Senin açın iyi galiba!
Fenerbahçe’nin çok güzel oynadığı(!) iki büyük maçın devamı olacaktı ha Osmanlıspor zaferi?..
Lige dönüş... Şahlanış...
Daha doğrusu, kadrosundaki yıldızların, büyük yatırımların hakkını veriş... Evet... Fenerbahçe, son üç lig maçında mağlup olmuş, hocasını değiştirme aşamasına gelmiş Osmanlıspor karşısında baskın oynadı. Ezdi. Koştu. Coştu!..
Ama sadece “on dakika”... Bilemedin on beş!
Devamı; uzamış, kopmuş Fenerbahçe’nin kendi sahasından top çıkaramadığı çaresiz süreler, dan dun ileri yollanıp iki saniye sonra geri dönen toplar, pısmak, kapanmak ve maçın son çeyreğinde adeta kalesinde abluka.
Yazıktır günahtır maçın sonuna doğru sol bek oynayan Diego’ya... Bakın... Hemen hemen aynı zamanda maçın bitmesine 20 dakika falan kala iki takım da değişiklik yapıyor; Osmanlıspor defansif orta sahasını çıkarıp santrfor sokuyor, Fenerbahçe Van Persie’yi kenara alıp orta sahaya Meireles’i koyuyor.
Neden?.. 52. dakikada bir kere kontratak yapabilmiş, Osmanlıspor savunmasını hazırlıksız yakalamış, Alper güzel bir plase ile bir gol atmış... Resmen üzerine yatıyor Fenerbahçe.
Çünkü 60’da pilinin bittiğini herkes gibi kendileri de biliyor.
Dikkat edin, tay gibi Markoviç’in kası çekiyor 27. dakikada.
Körük ciğerli Gökhan, yorgunluktan faulle adam durduruyor, hatalı paslar veriyor.
Genç ve diri Alper, 83’de bitmiş “beni değiştirin” diyor kulübeye.
“Sakat olanlar sağlık kurulunun sorunu” diyor ya Pereira... Öyle olsun.
Bu mahkum oyun kimin sorunu peki?
Tatsız, kifayetsiz, ışıksız oyunu kim monte etti Nani gibi, Van Persie gibi, Diego gibi büyük kariyerlere?

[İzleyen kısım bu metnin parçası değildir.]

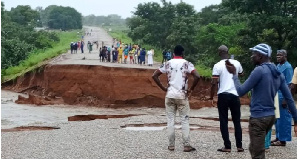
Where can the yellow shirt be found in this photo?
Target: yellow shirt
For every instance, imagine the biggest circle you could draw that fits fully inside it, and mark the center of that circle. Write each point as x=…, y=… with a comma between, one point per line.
x=120, y=51
x=294, y=79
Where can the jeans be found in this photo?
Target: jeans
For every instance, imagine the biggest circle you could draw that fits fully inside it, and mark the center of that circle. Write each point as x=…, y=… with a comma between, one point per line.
x=258, y=128
x=231, y=101
x=182, y=105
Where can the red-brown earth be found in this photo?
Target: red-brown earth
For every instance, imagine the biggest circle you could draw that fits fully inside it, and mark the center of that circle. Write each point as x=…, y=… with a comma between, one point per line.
x=95, y=85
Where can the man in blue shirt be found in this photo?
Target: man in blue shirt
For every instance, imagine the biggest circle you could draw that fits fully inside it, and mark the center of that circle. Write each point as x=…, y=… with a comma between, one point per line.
x=284, y=123
x=264, y=81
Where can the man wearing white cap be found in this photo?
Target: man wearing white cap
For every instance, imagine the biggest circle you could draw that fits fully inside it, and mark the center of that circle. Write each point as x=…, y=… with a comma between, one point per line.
x=228, y=98
x=265, y=80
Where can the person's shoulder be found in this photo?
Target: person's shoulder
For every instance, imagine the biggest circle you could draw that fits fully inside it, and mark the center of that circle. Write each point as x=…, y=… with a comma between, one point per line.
x=220, y=63
x=258, y=68
x=288, y=65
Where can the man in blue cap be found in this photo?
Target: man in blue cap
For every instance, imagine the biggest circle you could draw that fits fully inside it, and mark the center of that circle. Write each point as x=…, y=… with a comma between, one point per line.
x=265, y=80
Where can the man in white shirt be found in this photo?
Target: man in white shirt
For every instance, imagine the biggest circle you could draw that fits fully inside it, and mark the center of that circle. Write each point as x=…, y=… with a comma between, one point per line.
x=227, y=98
x=177, y=70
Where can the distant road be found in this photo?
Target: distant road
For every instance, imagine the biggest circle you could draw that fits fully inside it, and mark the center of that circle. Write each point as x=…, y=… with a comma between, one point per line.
x=97, y=34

Tamam, Alper Nani’nin yerine oynadı, onu aratmadı ve çok yoruldu... Ama Van Persie’nin, Fernandao’nun kendileri sahadaydı... Ne yaptılar ki, takımın geneline uyup çıtayı aşağı çekmekten başka?
Fenerbahçe’yi taşıyacak adamlar “taşınacak hale gelmişse” orası tuzun koktuğu yerdir.
Kim becermiş olabilir?
“Sebep Pereira” demeyeceğim elbet.
Cevap Pereira’da...
Biliyorum; Galatasaray ve Ajax maçları arasında “canı burnunda” Osmanlıspor’a yenilmedi, berabere de kalmadı Fenerbahçe!
Çok değerli üç puan alıp döndü.
Sadece “kazançlı” değil, aynı zamanda keyifli/futbollu bir maç çıkarsa “Cumhuriyetin 92 yılında Fenerbahçe Cumhuriyeti, Osmanlıspor’u sirkülase etti” tarzında espriler bile yapardım.
Lakin, ben o süslü, umutlu, müjdeli Fenerbahçe tariflerinde kalmışım Pereira’nın.
Golün üzerine yatıp, gol yemekten zor kurtularak alınan puanlar iyidir ama durum ortada; şu anda ümitsiz değilse bile “ışıksız vaka” Pereira’lı Fenerbahçe!